Ce que le gouvernement propose, c'est de récompenser les personnes qui s'intègrent en emploi. Or, pour ces personnes, l'accès à un revenu de survie constitue un point de départ nécessaire à leur insertion et non pas l'inverse. Le Plan de lutte échoue à prendre en compte cette réalité.

Logement : des avancées qui restent à confirmer

Par la bonification du programme AccèsLogis, le plan permettra, on l'espère, de développer rapidement du logement social pour les personnes en situation ou à risque d'itinérance. Les fonds annoncés devraient permettre de livrer rapidement des unités actuellement bloquées en raison de l'insuffisance des budgets disponibles pour la réalisation de logements sociaux. Cette avancée constitue un pas dans la bonne direction mais est insuffisante pour répondre aux besoins actuels. Alors qu'Ottawa a annoncé des fonds dans le cadre de sa Stratégie nationale sur le logement et que Montréal s'est engagé à construire davantage d'unités dans les années à venir, le Plan aurait dû faire preuve de plus d'ambition en matière de développement de nouveaux logements sociaux au Québec.
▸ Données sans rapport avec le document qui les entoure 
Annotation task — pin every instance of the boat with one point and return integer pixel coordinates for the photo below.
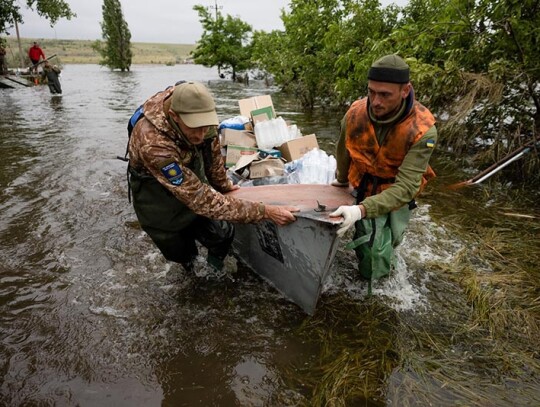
(296, 258)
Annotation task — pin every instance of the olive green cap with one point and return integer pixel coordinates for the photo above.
(390, 68)
(194, 104)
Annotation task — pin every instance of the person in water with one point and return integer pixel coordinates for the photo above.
(384, 149)
(177, 177)
(51, 73)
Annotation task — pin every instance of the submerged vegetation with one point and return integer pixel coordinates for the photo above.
(475, 342)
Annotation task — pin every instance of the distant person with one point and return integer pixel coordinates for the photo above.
(384, 150)
(177, 178)
(35, 53)
(51, 72)
(3, 66)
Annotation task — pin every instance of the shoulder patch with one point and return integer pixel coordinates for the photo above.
(173, 173)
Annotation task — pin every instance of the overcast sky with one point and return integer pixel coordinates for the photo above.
(171, 21)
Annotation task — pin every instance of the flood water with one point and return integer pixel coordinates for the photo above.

Espérons que la refonte en cours du programme AccèsLogis ira dans cette direction avec des engagements plus substantiels.

Enfin, le RAPSIM accueille très favorablement les fonds qui pourraient être consacrés directement pour le soutien communautaire des personnes vivant en logement social, afin de favoriser leur stabilité résidentielle. C'est 7 millions $ qui seraient nécessaires pour répondre aux besoins actuels dans les projets de logements destinés aux sans-abri à Montréal. Espérons que les fonds annoncés par Québec pour soutenir les locataires de logements sociaux permettront de répondre à ces besoins.